I am on good speaking terms with this neighbor, she’s otherwise nice and her whole family is nice. And so on the two occasions this has happened, I just went over and asked if they could restrict their drawing to their own yard and spray it with a hose when they were finished.

Her response is that in all her years in the neighborhood, nobody has ever complained about chalk, and so therefore I just haven’t been in the neighborhood long enough to understand that this is how things are done.

But it’s not how things are done. It’s an otherwise clean block, and everyone else mentions the cleanliness of the block as an asset.

Whatever. My question is this. I feel as though I have two choices:

1. Keep talking to her and keep getting agro and “you haven’t lived here long enough and it’s not your neighborhood” type responses and inflate the conflict.

2. Start calling 311 and never ever admit that I am the one doing it and preserve any remaining harmony between the two stoops.
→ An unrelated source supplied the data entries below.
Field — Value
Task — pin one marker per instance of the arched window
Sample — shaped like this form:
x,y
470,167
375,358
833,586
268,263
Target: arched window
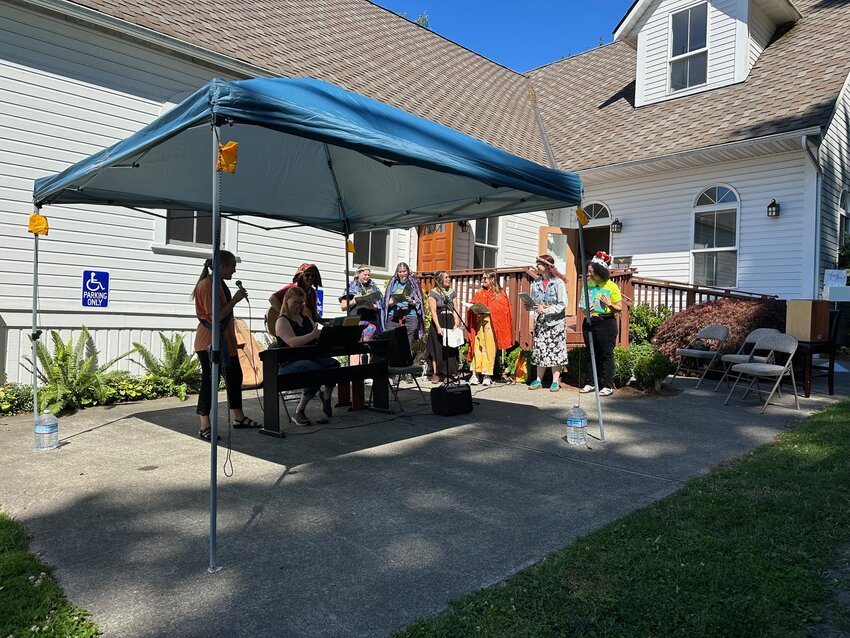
x,y
596,212
715,250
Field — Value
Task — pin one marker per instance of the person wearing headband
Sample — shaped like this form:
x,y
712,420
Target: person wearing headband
x,y
549,293
403,304
489,331
368,312
309,279
444,318
202,295
605,301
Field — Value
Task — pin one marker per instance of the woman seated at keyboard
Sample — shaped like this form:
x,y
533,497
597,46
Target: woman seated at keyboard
x,y
295,328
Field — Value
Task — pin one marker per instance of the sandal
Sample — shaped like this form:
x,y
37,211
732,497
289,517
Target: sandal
x,y
326,407
245,422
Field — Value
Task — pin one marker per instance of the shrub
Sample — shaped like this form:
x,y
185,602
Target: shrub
x,y
71,375
176,366
15,398
623,362
649,369
644,321
741,316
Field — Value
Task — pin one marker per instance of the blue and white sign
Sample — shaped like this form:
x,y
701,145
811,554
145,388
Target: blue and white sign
x,y
95,289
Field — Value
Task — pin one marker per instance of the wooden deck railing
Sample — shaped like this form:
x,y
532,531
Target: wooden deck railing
x,y
678,296
636,290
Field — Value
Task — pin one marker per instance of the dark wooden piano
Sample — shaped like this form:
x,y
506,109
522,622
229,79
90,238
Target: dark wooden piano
x,y
274,383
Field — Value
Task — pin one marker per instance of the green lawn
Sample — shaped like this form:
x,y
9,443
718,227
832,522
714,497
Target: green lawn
x,y
740,552
31,603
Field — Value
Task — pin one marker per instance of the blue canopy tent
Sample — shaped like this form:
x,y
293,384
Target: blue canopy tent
x,y
309,153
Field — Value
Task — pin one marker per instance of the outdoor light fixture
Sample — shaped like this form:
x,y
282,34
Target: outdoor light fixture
x,y
773,209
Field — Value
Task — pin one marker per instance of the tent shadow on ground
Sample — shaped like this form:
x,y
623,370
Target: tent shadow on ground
x,y
352,532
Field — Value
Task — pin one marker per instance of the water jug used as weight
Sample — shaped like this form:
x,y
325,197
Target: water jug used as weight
x,y
577,426
46,431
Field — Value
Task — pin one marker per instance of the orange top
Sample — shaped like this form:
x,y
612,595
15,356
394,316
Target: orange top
x,y
203,310
500,316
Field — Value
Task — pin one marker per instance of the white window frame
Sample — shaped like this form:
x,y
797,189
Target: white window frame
x,y
598,221
160,245
388,254
487,246
677,58
708,208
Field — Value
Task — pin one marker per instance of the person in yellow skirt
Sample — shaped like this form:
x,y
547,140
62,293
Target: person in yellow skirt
x,y
489,331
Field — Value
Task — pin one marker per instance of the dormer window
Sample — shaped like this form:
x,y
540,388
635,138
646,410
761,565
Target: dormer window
x,y
688,47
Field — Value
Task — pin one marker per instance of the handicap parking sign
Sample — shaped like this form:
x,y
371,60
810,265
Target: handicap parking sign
x,y
95,289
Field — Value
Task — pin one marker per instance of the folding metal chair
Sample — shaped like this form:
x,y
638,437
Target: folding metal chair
x,y
700,352
746,353
400,363
780,350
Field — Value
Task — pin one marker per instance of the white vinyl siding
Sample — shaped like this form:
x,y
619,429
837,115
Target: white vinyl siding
x,y
761,30
519,238
657,215
835,179
654,52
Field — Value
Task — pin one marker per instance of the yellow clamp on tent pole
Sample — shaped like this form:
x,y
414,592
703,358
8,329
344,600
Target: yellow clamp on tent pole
x,y
226,161
582,216
38,224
One feels dishonest, the other feels like nothin’ but feudin’. Any opinions? Any other ideas?


Comments

  1. i think they should be able to write in front of their house and any neighbor that consents. If you dont want it in front of your house, then I think you can opt out.
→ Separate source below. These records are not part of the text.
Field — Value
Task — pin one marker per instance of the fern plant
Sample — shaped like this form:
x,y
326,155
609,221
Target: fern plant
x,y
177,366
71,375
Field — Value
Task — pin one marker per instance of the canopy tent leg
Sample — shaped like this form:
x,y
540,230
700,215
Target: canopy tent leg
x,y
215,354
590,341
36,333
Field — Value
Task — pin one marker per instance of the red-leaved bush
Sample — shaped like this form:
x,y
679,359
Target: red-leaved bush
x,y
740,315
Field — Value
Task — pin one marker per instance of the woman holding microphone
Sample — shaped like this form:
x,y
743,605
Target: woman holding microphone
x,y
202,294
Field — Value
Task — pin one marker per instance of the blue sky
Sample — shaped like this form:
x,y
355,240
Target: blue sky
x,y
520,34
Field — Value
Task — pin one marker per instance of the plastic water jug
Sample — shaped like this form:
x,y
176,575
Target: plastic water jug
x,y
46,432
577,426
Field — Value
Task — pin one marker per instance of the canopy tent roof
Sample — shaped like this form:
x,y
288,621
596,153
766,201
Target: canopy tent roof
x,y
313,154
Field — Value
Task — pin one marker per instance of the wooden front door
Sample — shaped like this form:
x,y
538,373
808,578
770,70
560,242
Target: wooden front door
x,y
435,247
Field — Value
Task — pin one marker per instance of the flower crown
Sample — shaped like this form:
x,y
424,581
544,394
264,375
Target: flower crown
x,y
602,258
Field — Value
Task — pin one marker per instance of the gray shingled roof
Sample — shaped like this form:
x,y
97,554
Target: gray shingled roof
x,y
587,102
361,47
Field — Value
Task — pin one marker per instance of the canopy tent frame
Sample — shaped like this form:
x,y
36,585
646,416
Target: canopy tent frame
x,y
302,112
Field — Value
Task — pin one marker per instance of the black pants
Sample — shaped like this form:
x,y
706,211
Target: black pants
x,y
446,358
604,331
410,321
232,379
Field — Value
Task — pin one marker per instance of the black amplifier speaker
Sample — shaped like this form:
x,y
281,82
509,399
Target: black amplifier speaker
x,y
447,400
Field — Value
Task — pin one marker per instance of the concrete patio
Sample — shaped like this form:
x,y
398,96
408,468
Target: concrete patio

    If this is a companion for noise complaints, I dont think the comparison works well.

  2. OP here. I was joking. It doesn’t surprise me at all to hear that some people are bothered by chalk. I am not. I don’t even mind graffiti if artfully done (I know, it’s subjective). I don’t mind much of what others do. I love this place!

  3. OK, I posted the “helpful” post above but now that I’ve scrolled down and seen the Bed Stuy noise one, I know I’ve been had. Thing is, one day my kids had a lemonade stand and they wrote “lemonade” on the corner and drew a single yellow line to our house mid block. One of the neighbors, an oldtimer, came by, incensed, and asked that we not let our children put graffiti on her sidewalk. It was a single line of yellow chalk drawn by a six-year old! The post isn’t all that outrageous.

  4. Just in case the post was serious, OP, sidewalk chalk is normal and you are out of line. So out of line, in fact, that most people assume you are joking.

  5. OK, I’m not saying that this post is or isn’t genuine, but I just want to mention that there used to be this old guy who would hang out all day in Underwood Park in Clinton Hill and bust kids and their parents for drawing on the ground with chalk (he was taking the law against graffiti very seriously). He did other things too – locked the park at night, etc. – but he was just determined that kids were not going to draw with chalk in his park. So there are people out there who think that chalk on sidewalk is graffiti. Can’t imagine it really causing a problem with shoes, though. I mean, walk down any sidewalk in NYC, and chalk will be the cleanest and most pleasant thing you’ll be likely to step in.